← Back to team overview

ubuntu-phone team mailing list archive

Re: Internationalizing scopes

 

On Thu, 2014-04-17 at 09:09 -0400, Kyle Nitzsche wrote:
> Just noting that our traditional deb based lang packs approach (for core stuff)
> in the context of the monolithic system image enables:
> * producing stock Ubuntu devices with as wide a set of languages as is wanted
> * while also allowing custom phones/tablets to trim that down to the hand picked
> languages they want and thereby freeing disk space

While the debs do allow this, it is only convenience to us that they are
debs we are doing it with. There are other ways we could enable this,
without debs, but it requires work. The debs are convenient right now,
but when requirements change and we need to provide translations updates
without upgrading the whole image, they will not be so convenient.

> If we do not have the ability to add translations for core stuff (not including
> click pkgs) beyond that baked into the image, then the pressure will be to add
> as many languages into the stock image as possible. In my experience, OEMs are
> often quite clear that their product does not need all those languages and they
> choose to delete them for the disk space.
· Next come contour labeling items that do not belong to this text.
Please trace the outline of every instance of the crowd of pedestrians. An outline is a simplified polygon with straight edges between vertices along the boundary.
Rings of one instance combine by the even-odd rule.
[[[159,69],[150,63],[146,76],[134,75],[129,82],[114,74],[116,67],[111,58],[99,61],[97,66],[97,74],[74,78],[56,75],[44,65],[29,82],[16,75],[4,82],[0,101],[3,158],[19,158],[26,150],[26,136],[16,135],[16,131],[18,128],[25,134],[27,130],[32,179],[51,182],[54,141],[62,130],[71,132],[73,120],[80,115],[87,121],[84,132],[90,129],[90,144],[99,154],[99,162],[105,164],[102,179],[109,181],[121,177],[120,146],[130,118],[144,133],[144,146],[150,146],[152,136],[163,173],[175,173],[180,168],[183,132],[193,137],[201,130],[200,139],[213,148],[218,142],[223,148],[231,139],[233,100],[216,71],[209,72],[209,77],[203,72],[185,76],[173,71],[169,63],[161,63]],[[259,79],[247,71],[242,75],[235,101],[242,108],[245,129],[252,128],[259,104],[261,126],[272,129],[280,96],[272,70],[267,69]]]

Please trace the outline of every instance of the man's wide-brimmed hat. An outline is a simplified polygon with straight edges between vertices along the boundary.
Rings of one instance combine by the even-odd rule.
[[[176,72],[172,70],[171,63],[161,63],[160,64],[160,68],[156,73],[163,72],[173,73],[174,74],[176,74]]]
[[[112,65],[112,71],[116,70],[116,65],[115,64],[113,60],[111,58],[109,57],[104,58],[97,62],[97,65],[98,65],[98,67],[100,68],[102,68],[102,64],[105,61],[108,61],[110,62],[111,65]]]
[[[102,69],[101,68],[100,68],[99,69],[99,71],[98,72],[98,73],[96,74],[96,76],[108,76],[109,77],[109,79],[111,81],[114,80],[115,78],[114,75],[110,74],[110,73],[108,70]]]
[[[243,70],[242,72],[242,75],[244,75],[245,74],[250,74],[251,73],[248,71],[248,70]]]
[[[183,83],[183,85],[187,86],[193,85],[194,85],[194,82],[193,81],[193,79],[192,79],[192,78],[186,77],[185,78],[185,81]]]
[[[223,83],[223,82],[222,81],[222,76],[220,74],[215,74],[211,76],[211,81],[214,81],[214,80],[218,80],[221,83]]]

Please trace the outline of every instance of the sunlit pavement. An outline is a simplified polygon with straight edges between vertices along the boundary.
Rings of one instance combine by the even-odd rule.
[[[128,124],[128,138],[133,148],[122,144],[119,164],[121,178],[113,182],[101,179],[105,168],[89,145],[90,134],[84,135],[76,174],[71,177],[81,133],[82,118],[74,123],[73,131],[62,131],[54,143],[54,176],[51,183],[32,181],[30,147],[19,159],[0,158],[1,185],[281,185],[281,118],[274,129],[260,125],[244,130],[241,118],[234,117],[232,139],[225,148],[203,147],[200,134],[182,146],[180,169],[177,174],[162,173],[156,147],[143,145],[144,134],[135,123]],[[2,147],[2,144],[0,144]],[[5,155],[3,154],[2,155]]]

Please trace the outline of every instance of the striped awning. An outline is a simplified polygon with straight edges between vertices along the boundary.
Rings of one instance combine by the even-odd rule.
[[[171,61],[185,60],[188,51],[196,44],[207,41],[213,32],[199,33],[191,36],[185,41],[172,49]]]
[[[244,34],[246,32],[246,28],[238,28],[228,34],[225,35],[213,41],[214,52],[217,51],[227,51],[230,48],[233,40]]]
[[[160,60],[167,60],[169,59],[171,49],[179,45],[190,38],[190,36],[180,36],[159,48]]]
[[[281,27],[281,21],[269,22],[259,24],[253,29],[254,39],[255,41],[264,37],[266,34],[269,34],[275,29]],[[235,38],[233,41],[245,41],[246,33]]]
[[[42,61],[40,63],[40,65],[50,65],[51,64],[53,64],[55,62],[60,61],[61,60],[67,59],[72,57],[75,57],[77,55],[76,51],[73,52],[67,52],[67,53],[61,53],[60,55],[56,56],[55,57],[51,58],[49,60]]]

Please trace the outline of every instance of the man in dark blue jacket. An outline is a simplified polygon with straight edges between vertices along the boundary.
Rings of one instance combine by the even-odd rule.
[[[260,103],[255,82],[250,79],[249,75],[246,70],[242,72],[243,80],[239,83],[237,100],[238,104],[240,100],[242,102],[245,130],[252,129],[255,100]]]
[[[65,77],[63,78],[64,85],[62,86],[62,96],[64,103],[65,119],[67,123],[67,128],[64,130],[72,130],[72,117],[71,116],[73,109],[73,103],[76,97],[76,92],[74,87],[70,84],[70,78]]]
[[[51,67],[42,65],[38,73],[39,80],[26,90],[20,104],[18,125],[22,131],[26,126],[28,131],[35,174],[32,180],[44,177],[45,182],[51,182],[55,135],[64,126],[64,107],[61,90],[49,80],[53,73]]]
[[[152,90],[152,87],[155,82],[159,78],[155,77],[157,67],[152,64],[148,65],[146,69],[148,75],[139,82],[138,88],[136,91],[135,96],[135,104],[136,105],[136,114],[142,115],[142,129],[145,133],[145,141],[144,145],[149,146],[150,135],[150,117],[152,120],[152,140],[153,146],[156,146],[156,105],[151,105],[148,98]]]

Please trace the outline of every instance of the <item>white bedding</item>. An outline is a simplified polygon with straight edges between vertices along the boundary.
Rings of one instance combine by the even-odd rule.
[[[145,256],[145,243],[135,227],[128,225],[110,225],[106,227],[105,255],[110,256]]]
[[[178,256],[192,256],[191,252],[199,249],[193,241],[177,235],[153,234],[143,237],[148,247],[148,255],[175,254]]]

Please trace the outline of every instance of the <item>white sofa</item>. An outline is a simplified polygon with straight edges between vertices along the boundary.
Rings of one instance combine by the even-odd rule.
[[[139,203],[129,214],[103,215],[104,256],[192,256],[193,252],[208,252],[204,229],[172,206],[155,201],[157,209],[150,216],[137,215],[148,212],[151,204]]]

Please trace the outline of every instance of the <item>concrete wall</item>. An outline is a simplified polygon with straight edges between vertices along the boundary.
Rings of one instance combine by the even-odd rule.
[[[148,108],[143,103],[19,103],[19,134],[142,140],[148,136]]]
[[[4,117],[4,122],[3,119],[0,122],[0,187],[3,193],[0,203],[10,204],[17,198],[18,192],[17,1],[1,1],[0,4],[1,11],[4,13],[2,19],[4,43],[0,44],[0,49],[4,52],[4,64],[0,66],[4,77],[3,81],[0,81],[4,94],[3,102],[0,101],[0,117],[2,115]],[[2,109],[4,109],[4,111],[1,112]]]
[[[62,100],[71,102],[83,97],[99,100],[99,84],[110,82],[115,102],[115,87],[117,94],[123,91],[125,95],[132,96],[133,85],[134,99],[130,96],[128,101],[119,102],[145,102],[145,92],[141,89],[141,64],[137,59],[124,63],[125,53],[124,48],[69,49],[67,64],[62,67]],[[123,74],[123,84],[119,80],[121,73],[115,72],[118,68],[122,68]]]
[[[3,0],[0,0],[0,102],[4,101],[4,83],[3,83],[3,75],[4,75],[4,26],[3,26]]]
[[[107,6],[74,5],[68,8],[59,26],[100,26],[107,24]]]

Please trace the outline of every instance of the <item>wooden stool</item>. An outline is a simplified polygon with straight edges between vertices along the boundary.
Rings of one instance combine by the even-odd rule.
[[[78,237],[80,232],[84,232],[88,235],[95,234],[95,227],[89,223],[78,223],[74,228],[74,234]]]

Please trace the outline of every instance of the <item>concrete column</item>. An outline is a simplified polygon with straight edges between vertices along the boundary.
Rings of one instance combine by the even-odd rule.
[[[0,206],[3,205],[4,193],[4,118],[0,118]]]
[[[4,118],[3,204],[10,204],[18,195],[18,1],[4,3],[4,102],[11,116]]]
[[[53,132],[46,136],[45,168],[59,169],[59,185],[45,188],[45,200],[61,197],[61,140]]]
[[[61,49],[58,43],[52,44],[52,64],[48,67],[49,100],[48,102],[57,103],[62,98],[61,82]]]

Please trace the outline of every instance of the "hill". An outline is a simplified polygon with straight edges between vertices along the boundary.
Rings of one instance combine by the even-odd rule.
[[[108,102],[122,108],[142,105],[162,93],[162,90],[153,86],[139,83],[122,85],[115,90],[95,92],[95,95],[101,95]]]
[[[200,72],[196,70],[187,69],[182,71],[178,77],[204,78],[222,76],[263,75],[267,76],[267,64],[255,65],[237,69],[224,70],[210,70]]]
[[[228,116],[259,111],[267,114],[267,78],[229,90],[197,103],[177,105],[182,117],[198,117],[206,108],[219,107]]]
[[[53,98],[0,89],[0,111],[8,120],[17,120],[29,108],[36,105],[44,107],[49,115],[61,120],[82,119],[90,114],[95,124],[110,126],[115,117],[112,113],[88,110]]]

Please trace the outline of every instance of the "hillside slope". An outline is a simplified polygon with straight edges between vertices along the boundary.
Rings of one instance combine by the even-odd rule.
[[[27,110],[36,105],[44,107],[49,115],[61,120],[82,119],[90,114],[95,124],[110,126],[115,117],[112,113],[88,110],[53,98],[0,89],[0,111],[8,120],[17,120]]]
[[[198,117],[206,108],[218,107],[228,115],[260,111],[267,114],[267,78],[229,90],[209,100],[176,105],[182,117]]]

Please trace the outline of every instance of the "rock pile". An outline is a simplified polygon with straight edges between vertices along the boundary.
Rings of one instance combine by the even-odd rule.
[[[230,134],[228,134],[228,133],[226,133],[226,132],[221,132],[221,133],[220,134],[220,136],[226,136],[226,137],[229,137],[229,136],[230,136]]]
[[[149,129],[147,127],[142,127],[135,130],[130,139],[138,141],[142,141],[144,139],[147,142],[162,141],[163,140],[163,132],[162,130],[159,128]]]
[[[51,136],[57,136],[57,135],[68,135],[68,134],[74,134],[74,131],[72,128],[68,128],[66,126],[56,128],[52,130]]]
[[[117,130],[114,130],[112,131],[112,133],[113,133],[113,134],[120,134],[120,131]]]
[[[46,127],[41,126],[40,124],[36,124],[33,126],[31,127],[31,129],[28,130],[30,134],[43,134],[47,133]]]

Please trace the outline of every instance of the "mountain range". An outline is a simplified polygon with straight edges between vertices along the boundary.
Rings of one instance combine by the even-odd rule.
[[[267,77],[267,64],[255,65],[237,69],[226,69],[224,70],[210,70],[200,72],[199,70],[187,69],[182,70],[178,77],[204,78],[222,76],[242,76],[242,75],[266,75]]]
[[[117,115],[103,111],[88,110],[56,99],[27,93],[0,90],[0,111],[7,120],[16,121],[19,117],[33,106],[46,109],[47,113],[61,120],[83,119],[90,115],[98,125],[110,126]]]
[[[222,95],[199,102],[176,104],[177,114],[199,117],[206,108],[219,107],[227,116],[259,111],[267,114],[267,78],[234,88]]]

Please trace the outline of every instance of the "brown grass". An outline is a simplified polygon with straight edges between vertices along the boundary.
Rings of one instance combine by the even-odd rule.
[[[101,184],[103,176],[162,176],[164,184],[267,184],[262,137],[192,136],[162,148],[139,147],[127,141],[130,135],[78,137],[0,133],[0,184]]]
Lang packs enable these options
> without much fuss, it seems to me.

The main issue with the current debs system is that we are shipping a
lot of translations we don't actually need to be on the system, because
our language pack debs are built from the requirements of the full
Ubuntu ISO, and not the phone image. So we are already hitting a
conflict of interest between the two.

> I look forward to hearing about how/whether we intend to support adding
> translations for core stuff beyond that provided in the system image when it is
> built. If we can do that, this part of the discussion is moot.

I would hope we intend to support that. We've been supporting it for 10
years in Ubuntu. I don't see why we'd stop supporting it just because
some OEMs want to ship images with only a subset of translations. If we
don't support it, it means some people will never be able to use an
Ubuntu phone, without building their own custom images and reflashing a
device. I sure hope that isn't how we intend to continue supporting it.